World J Gastroenterol. Jan 15, 2004; 10(2): 292-294
Published online Jan 15, 2004. doi: 10.3748/wjg.v10.i2.292
Expression of COX-2 proteins in gastric mucosal lesions
Lian-Zhen Yu, Heng-Jun Gao, Jian-Feng Bai, Gu Sun, Han-Lin Zhao, Liang Sun, Kun Miu, Zhi-Quan Zhao
Lian-Zhen Yu, Heng-Jun Gao, Liang Sun, Kun Miu, Zhi-Quan Zhao, Department of Gastroenterology, the First Affiliated Hospital of Nanjing Medical University, Nanjing 210029, Jiangsu Province, China
Jian-Feng Bai, Gu Sun, Han-Lin Zhao, Department of General Surgery, the First Affiliated Hospital of Nanjing Medical University, Nanjing 210029, Jiangsu Province, China
Author contributions: All authors contributed equally to the work.
Supported by the Natural Science Fund of the Educational Committee of Jiangsu Province, No.125FA9608 and Fund of Nanjing Medical University for Outstanding Young Faculty
Correspondence to: Heng-Jun Gao, Department of Gastroenterology, the First Affiliated Hospital of Nanjing Medical University, Nanjing 210029, Jiangsu Province, China
Received: April 2, 2003
Revised: May 10, 2003
Accepted: May 17, 2003
Published online: January 15, 2004
Abstract

AIM: To investigate the expression of COX-2 proteins in gastric mucosal lesions and to assess the relationship between COX-2 expression and type, pathologic stage, differentiation, or lymph node metastasis in gastric cancer and the relationship between COX-2 expression and H pylori infection in gastric mucosal lesions.
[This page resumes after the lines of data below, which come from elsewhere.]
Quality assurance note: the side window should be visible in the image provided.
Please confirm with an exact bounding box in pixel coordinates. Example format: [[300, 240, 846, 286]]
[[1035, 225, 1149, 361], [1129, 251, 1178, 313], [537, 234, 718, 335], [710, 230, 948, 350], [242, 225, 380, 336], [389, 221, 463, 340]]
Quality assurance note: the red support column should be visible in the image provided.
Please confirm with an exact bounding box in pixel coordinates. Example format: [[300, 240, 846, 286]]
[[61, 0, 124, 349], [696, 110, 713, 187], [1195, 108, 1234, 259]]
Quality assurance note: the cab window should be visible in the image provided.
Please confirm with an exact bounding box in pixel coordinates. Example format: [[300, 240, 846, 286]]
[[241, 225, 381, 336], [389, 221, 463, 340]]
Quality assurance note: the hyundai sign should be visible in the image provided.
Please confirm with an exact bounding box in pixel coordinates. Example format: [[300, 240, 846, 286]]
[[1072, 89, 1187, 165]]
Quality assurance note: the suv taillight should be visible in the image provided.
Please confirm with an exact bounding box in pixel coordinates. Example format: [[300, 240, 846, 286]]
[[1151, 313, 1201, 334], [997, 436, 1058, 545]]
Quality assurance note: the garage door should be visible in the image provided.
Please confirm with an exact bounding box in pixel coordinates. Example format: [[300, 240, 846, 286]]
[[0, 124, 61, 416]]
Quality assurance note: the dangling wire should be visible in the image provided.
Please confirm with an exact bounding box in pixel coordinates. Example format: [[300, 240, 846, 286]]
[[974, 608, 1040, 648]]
METHODS: Thirty patients with gastric carcinoma underwent surgical resection. Samples were taken from tumor site and paracancerous tissues, and ABC immunohistochemical staining was used to detect the expression of COX-2 proteins. H pylori was determined by rapid urea test combined with pathological stating/14C urea breath test.

RESULTS: The positive rate and staining intensity of mutant COX-2 gene expression in gastric cancer were significantly higher than those in paracancerous tissues (66.7% vs 26.7%) (P < 0.01, P < 0.001). There was a significant correlation between COX-2 and pathologic stage or lymph node metastasis type of gastric carcinoma (76.0% vs 20.0%, 79.2% vs 16.7%) (P < 0.05). No correlation was found between COX-2 expression and type or grade of differentiation (P > 0.05). COX-2 expression of intestinal metaplasia (IM) or dysplasia (DYS) with positive H pylori was significantly higher than that with negative H pylori (50.6% vs 18.1%, 60.0% vs 33.3%) (P < 0.05).

CONCLUSION: COX-2 overexpression was found in a large proportion of gastric cancer tissues compared with matched non-cancerous tissues and was significantly associated with advanced tumor stage and lymph node metastasis. Overexpression of COX-2 plays an important role in tumor progression of gastric cancer. COX-2 may also play a role in the early development/promotion of gastric carcinoma and is associated with H pylori infection.